I have a new Canon 7d mk2 and I'd like to start shooting videos.

I have a couple of 32 gig cards, but I'm wondering for longer videos is it possible to connect a portable hard drive and have the videos stored there?


thanks


----------



## ajfotofilmagem (May 20, 2015)

Not a hard drive alone. But an external recorder such as Atoms Ninja.

Honestly, the fragility of the Mini-HDMI connector is an unnecessary risk of failure. I prefer to use 128 giga memory cards.


----------



## Ebrahim Saadawi (Jun 7, 2015)

You need an external recorder. The 7D MKII outputs recordable clean 1080p HDMI output with Audio. 

The least expensive and best external recorder for the 7D MKII us this one (which doubles as an extra monitor)

-Atomos Ninja 2

http://atomos.com/ninja/

-Blackmagic Video Assist

https://www.blackmagicdesign.com/products/blackmagicvideoassist

The Atomos records to very affordable harddrives and SSDs and the Blackmagic records to SD cards. Both will allow you to record continuously until the card/drive is full without stopping at 29 minutes like the 7D mk II internal recording. 

An external recorder is a very useful addition to any DSLR video shooter, it gives a bigger screen with focus and exposure assist (Peaking/zebras/waveforms), records for unlimited durations, and records to a better codec (Apple ProRes) vs internal (H.264).

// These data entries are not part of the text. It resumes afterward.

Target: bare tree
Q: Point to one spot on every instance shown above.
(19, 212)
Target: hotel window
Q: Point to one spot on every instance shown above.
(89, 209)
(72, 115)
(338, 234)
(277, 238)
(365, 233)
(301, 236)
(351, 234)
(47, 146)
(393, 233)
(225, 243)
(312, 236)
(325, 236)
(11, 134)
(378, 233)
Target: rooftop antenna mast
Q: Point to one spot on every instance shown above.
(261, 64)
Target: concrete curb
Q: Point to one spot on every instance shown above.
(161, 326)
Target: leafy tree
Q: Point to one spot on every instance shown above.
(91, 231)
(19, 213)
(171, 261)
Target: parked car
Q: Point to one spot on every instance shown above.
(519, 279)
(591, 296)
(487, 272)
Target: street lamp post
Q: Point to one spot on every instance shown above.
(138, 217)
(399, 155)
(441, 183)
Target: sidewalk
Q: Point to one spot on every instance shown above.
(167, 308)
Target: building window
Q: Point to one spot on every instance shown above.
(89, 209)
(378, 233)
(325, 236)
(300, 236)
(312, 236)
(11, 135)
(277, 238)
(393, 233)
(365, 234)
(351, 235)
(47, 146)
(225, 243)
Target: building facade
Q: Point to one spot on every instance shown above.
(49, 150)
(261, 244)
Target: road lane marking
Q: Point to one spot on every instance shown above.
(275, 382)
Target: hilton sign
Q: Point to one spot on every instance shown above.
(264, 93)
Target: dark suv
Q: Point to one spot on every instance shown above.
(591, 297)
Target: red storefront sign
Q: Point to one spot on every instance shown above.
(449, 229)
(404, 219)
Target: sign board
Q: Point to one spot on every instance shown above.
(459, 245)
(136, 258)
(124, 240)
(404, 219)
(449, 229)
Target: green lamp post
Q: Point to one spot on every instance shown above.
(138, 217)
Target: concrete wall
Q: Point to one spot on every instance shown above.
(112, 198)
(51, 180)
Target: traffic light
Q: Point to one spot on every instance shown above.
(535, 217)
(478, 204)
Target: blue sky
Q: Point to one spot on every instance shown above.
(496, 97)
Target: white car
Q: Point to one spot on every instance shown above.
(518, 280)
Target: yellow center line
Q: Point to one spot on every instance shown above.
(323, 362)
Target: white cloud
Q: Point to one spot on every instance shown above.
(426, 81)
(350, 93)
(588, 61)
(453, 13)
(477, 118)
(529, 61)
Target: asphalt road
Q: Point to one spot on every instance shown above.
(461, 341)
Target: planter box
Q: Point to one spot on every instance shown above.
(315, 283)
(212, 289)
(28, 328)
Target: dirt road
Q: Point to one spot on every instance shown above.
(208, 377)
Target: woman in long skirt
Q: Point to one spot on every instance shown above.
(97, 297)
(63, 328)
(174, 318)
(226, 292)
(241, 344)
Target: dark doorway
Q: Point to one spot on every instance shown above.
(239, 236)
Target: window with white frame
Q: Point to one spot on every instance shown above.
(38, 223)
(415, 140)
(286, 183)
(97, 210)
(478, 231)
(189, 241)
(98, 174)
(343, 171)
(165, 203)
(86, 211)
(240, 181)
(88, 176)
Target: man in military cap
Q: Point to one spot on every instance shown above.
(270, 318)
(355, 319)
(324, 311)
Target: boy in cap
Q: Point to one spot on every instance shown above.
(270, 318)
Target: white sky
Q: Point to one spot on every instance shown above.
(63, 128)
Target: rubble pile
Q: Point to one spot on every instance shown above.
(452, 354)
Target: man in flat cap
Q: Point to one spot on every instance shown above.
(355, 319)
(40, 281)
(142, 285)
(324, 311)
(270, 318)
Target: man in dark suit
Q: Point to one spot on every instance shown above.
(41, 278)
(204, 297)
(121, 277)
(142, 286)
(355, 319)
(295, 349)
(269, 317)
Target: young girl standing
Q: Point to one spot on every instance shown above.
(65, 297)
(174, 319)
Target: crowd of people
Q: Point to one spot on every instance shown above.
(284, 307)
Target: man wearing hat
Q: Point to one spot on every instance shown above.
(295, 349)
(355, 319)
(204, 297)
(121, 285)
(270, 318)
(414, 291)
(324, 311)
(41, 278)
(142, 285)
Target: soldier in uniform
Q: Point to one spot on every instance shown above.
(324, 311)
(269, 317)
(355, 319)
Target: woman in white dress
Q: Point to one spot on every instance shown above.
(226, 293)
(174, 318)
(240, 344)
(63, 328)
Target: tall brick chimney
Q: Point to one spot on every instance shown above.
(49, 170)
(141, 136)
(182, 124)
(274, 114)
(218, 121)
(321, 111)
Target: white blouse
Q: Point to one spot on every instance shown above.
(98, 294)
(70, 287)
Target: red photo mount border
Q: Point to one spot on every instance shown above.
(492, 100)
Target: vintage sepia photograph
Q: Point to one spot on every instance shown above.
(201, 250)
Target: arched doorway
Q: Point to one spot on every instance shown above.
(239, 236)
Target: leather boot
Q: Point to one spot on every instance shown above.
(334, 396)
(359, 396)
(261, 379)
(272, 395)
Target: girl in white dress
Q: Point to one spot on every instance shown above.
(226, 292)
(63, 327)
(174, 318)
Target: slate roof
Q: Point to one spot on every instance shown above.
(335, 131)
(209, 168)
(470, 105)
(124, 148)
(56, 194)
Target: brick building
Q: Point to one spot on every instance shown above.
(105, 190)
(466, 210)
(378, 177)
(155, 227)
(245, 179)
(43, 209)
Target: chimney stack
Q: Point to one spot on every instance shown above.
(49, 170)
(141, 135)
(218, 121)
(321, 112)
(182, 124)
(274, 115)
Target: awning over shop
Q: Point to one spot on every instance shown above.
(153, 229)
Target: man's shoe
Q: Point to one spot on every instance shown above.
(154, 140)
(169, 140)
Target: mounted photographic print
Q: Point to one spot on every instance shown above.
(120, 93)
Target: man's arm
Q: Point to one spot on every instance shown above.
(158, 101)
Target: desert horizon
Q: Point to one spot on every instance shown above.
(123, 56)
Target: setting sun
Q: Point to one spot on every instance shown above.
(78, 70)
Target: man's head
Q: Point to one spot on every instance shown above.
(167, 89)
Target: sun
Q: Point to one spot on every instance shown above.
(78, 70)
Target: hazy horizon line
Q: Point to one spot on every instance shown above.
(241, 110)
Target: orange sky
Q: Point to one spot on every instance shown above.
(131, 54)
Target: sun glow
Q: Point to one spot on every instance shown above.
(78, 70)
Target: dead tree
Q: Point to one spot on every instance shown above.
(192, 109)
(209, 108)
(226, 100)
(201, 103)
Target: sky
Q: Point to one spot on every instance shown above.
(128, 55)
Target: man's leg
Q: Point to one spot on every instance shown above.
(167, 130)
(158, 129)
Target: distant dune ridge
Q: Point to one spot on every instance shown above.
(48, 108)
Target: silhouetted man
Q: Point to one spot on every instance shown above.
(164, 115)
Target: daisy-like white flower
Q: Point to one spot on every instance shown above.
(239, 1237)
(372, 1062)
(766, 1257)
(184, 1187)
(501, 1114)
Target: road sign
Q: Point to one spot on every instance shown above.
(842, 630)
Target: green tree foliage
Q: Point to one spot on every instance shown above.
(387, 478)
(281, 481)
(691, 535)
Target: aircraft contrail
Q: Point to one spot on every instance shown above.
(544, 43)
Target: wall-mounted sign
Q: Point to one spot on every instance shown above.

Aside from marginally better quality of the ProRes codec files, the other benefit is that they are much less processor intensive on computers, so even if you use a 6-7 year old machine you'll be able to edit and cut ProRes files fluidly while with H.264 you need a stronger machine otherwise it will struggle.


----------



## DarkMindedWorks (Jun 27, 2015)

Best what I found is to record on ssd with atoms ninja 2 with your 7d2 and then use black magic ssd dock to start editing without any delays and imposting files.

Talking about mini hdmi, you have a screw-on bracket coming with your 7d2. wJust use it with hdmi and it will never come loose.

I have never had any problems with hdmi connestion neither with my 5d3, nor with my 7d2 even without bracket. Just be careful and don't stress your gear for the sake of being a "pro".


----------